1990
Directed by Tony Scott
Written by Jim Harrison and Jeffrey Alan Fiskin (based on the novella by Jim Harrison)
Tony Scott's fourth feature, Revenge, broke new ground for the director: it's bad. It's not very bad, and basically none of it is Scott's fault, but it starts leaking energy at about the time a movie called Revenge should be ramping up, and it ends on a pair of sour notes, either one of which would probably consign it to the outer dark if all you cared about was a movie's politics (and as much as I old-man complain, I do care, it's just not literally the only lens through which I view art), but just as importantly they're symptomatic of a narrative that simply isn't functioning properly anyway. Plus, while it's a minor point, and maybe I wouldn't mind if the film's title weren't so unappealingly blunt and bland, but it's not actually much of a movie about Revenge. Our hero's overriding motive, in fact, is "rescue," and "revenge" merely pops up from time to time as a nice bonus, or because nothing violent has happened recently.
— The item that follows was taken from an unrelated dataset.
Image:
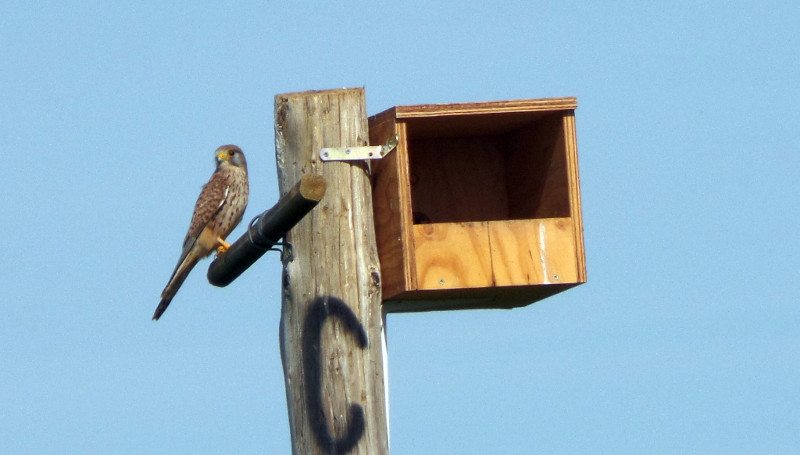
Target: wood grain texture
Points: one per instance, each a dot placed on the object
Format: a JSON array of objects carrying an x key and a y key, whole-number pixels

But that was the name Jim Harrison went with for his 1979 novella, and so that was the name they were bound to as its film adaptation wound its way through a decade of torturous development. It was one of those things that apparently really stuck to some people, and amongst that number was Kevin Costner, whose influence (as executive producer, no less) was what saw it through. Harrison himself wrote the screenplay, and while Jeffrey Alan Fiskin finessed it, Harrison was deeply gratified by the final product's fidelity. Old Hollywood grandee John Huston had been on and off the project for years, and appears not to have liked the ending any more than I do: he oversaw, by his count, a dozen attempts to change it (and ultimately something changed, for one aspect of the ending we got simply could not have existed in 1979, and probably no earlier than 1984). But it was Costner's involvement that finally put paid to that director's involvement, and the charitable interpretation of events is that Huston could not match Costner's faith in the material; the uncharitable interpretation is that Huston had no interest in having Costner as his lead actor under any circumstances. I've always preferred to withhold judgment on Costner—maybe just because I got sick of "Costner can't act" jokes before I was old enough to drive—but it is a performance that sometimes prompts the question, "Is Kevin Costner a good actor?" That brings us to Scott, riding incredibly high after two megahits that confirmed Tom Cruise and Eddie Murphy as not just stars but icons. Now he was to give Costner a monumental hit of his own, and this didn't work out. It was probably more important for Scott than for Costner: as with Beverly Hills Cop II before it, Revenge echoes in Scott's filmography going forward.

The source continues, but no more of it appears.